Review Comment:
The authors introduce the dataset MQALD, which is made of SPARQL queries with modifiers, their results and verbalisations. As most QA systems struggle with SPARQL queries that contain modifiers, this is a relevant dataset for evaluating the expressiveness of QA systems. Part of the dataset comes from the existing QALD challenges, plus 100 newly created queries. I appreciate the author comments and the changes that were made for the revised version. However, I am still not totally convinced by some of the answers, or the corresponding updates in the paper lead to new questions:
- Analysis of QA systems: I stay with my comment that I would except an analysis beforehand about which systems consider what types of modifiers. The authors replied that "The systems considered for the evaluation do not address explicitly the problem of modifiers but are still capable of answering questions with modifiers", which is exactly the issue I am interested in: How can a system not consider modifiers but still answer questions with modifiers? This is later answered via examples (e.g., concering the "UNION" modifier"), but it would be better to analyse the systems before: For example, TeBaQA seems to extract templates from the QALD training queries, so it should be capable of handling modifiers (when included in the training queries). gAnswer, on the other hand, seems to create a subgraph that does not include modifiers (except for "count"?).

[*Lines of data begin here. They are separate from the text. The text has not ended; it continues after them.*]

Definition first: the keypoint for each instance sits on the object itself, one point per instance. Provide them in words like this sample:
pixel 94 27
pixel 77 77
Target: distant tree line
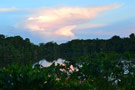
pixel 18 50
pixel 77 48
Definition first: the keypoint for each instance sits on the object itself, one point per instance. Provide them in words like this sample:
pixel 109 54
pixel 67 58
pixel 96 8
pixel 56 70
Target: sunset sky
pixel 64 20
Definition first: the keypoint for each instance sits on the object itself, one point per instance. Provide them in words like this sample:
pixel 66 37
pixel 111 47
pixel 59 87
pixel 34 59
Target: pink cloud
pixel 61 21
pixel 8 9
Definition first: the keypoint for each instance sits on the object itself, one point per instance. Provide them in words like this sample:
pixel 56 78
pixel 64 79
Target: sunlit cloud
pixel 59 22
pixel 8 9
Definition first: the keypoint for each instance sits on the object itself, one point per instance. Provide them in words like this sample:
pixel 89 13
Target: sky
pixel 63 20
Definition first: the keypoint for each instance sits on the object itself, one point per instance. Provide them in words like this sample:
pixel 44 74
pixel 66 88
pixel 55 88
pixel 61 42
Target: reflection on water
pixel 45 63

The authors (still) state that "Unfortunately, only the QAnswer API allows obtaining the SPARQL translation of the question created by the system.". According to the API descriptions, both TeBaQA (https://github.com/dice-group/TeBaQA, see the QuestionAnsweringController) and gAnswer (https://github.com/pkumod/gAnswer, see 'sparql":["select DISTINCT ?wife where '...) do return the SPARQL query as part of the results. Therefore, I am a bit puzzled by the author's reply. However, while writing this review, the public APIs to these two systems are down, so i can not further investigate this issue.

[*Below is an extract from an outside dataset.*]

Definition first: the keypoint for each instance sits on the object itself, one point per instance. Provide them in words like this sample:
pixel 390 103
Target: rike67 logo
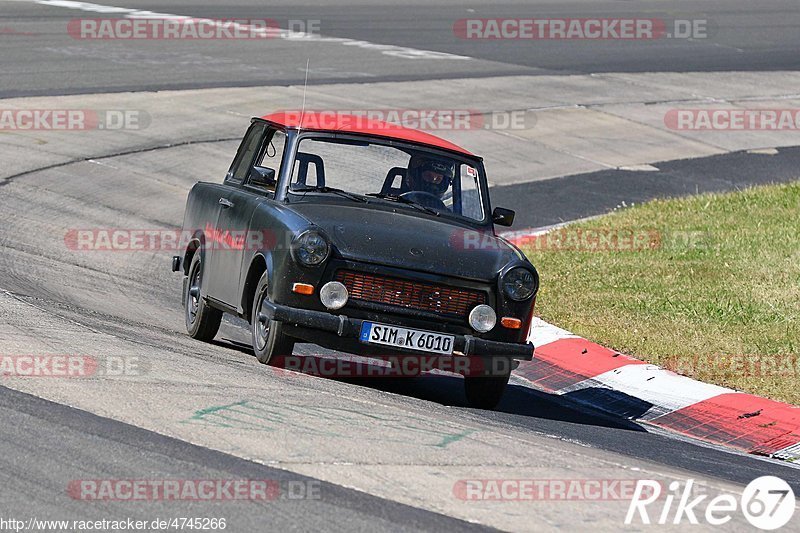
pixel 768 503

- GERBIL integration: In the revised paper and the author comments, the authors write that they are working on the inclusion of MQALD to GERBIL. This is good, but I cannot take promises into account for my review. I hope this issue can be fixed. Also, footnote 17 in the revised paper still sounds a bit odd.
- Dataset availability and usage statistics: 16 unique downloads (presumably including authors and reviewers) do not justify the "Usefulness of the dataset, which should be shown by corresponding third-party uses - evidence must be provided", as required in the dataset article review criteria.
- Query creation: The process of query creation is more detailed in the revised version. I still have questions about the process, though, specifically about the sentence "choosing random
resources of DBpedia as a seed of the question or exploiting question templates". If the selection of entities was random, why are 6 out of 100 queries about Elvis Presley? If these were random resources, how comes they are all very prominent entities (Elvis Presley, Barack Obama, Marlon Brando, ...)? How were the query templates selected - and why did this lead to such a un-uniform distribution of modifiers, as shown in Table 1 (e.g., 41 of the queries use a "FILTER" and 0 use "NOW").
- Versioning: According to the Zenodo repository, all versions of the MQALD dataset have been published on May 21, 2020, which is not the case. Proper publication dates for the different versions would make the updates more transparent. Also, in Section 3.4, the authors say "We published the dataset in May 2020". This only refers to the first version of the dataset and should be made clear.
- Dataset: The questions extracted from QALD in the "MQALD.json" dataset are missing a value for "qald-version". Also, "hybrid" is always false and never described (However, I understand that this comes from the QALD JSON structure).